Blogs - and straying off-topic - jfleck: Interesting about consolidating your various blogs at your own site. Can't say I blame you... I understand your reasons and honestly if my ISP were to allow the operation of servers (or if I had the option of another broadband ISP - I don't), I might set up my own as well. Yet, I'll have to be honest and say I'll miss your postings here. With everything else in my life, I don't get a whole lot of time to surf around the web and keep up with what's going on. The many, many news sites I used to read on a daily and weekly basis have continued to dwindle to close to almost none.
In the insanity of it all, recentlog is one of the very few sites I do actually read on a relatively-close-to-daily basis, and your entries in particular have been some of the ones that I have very much enjoyed reading. In part, I think that is because you write well... it shows that you have both the experience and also the passion. But, quite frankly, it's also because you do stray outside the realm of free software and share with us your thoughts on oddball things, or your observations of the life around you in Arizona as you are riding, or the interesting and often touching anecdotes of life with your daughter and family.
Your sharing enriches our community as a whole, provides a glimpse into a world different in many ways from mine (yet similar in many ways as well), and offers a welcome diversion from the craziness of a normal day. I have learned many things from the out-of-band (i.e. not free software) references in your diary and that of so many others. (I have also learned a great many things from the free software-related info, but my point is I, at least, find both very interesting, informative, entertaining, and educational.)
Personally, I think such off-topic references only make our community stronger. If we only know each other through the very narrow topics of free software, we see one-dimensional beings, and do not get to view the richness of the full person. Some of those references have also led me to connect face-to-face with people working on free software projects that are of little or no interest to me... yet some other other thing they do has helped us to connect... and when we have connected, very often we have found that in fact there are free software-related issues in common - and each of us has left a bit stronger - and our projects are as well.
Anyway, long ramble... the net of it is that while I don't think Advogato needs to turn into a LiveJournal or Blogger.com, I personally don't have an issue with some straying from the free software focus (and I am quite guilty of that myself). Others may disagree, but I think it's good - and healthy.
Wiki - Some time ago, our internal developers set up a Wiki for our own internal use using TWiki. I'll confess to being a bit skeptical at first. Being an ancient hardcoder of HTML (i.e. I started writing HTML pages for NCSA Mosaic in early 1993) I was somewhat put off by learning yet-another-shortcut-for-web-pages. (By gosh, why write '---+ text' when a macro for '<h1>text</h1>' can do the same thing! ;-) I will also admit to being quite comfortable dumping everything into our local copy of Bugzilla. While it has many strengths for bug- and issue-tracking, we had shoehorned BZ into working as a collaboration tool and I had learned to be quite comfortable working around it in that manner. So I saw the announcement of the Wiki come and go and just ignored it.

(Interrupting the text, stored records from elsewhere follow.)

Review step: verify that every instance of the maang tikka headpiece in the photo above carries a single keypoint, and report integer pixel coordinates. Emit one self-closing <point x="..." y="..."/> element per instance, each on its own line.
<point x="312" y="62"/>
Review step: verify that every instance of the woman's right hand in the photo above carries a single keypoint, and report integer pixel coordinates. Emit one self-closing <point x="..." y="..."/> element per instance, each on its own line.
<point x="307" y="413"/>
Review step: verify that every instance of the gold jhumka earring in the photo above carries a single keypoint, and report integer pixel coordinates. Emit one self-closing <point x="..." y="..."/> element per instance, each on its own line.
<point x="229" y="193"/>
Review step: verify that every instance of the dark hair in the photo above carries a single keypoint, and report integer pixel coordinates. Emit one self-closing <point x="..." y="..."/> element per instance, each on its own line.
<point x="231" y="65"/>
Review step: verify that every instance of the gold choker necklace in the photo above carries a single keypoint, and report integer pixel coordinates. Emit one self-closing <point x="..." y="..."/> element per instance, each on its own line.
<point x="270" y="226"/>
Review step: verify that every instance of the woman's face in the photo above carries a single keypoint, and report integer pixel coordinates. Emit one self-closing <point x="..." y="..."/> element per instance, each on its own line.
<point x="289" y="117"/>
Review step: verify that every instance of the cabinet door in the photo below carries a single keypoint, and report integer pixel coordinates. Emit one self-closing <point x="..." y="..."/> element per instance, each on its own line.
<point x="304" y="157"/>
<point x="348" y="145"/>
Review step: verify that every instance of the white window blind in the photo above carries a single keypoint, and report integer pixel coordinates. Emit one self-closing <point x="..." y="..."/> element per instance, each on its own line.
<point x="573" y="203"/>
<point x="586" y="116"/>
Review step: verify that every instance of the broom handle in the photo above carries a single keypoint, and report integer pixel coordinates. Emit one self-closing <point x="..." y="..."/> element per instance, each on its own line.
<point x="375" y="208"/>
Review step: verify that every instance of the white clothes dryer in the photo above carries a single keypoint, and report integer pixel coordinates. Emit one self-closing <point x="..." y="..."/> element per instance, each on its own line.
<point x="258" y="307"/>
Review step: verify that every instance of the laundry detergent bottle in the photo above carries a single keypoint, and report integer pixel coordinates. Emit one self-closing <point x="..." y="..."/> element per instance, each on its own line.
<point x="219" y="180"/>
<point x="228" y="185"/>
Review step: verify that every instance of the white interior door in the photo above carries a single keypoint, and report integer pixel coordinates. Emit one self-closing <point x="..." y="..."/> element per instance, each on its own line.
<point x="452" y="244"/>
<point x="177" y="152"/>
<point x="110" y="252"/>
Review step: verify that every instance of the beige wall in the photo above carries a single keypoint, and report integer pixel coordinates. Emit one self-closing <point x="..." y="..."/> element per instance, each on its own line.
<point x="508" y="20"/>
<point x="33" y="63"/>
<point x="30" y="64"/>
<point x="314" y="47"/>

But I must confess... I have seen the light! (And it wasn't a train running me over...) In the past couple of weeks, I've started to use it... or more precisely... I saw how it could be used. And once awakened to the potential, I've started to find more and more uses for it. It's quite fascinating, really. I mean, on a certain level it's not all that different than having a group of HTML files under CVS access with everyone having their own local working copy and updating the server... which is what a group of us did for one web site. But yet, our group were hard-core techies to whom CVS and raw HTML were nothing.
The Wiki tools (TWiki being one of them) certainly remove many of those techie barriers and make the things that we were doing very easy and very in reach to non-technical users. And even for us techies, it just makes it that much simpler and faster.
So I am impressed so far. I have run into some things I wish it could do, but I also haven't searched the quite long list of plugins available to see if my itches have already been scratched. We'll see.
The beating of the drum - Articles like this are just further evidence that our days of wide open bandwidth are drawing closer to the end. We've certainly seen information from customers about their ISPs starting to put limits on or charge by the Megabyte or Gigabyte. The big ISPs, especially carriers, do keep on beating that drum of measured service... I'm sure that many of the telcos, especially, would love to get back to a time of per minute charges... or at least per-byte or megabyte in the new order of things.
I guess we should all enjoy drinking from the firehose while we still can. (Or at least those of us should who currently have unmetered broadband connections with a flat monthly fee... I know metered rates are in effect in some parts of the world already.)
The Chloe Journals - We can tell that it is only a small matter of time before she starts being able to pull herself up to a standing position (against furniture, for instance). She's lately been kneeling but holding her whole body erect. She's tried to pull herself up, but can't get last part. She has, though, figured out how to open cabinet doors... and the French doors between the living room and dining room are no longer an obstacle if only one is shut (with a gate blocking the other one). :-) Great fun to watch the evolution!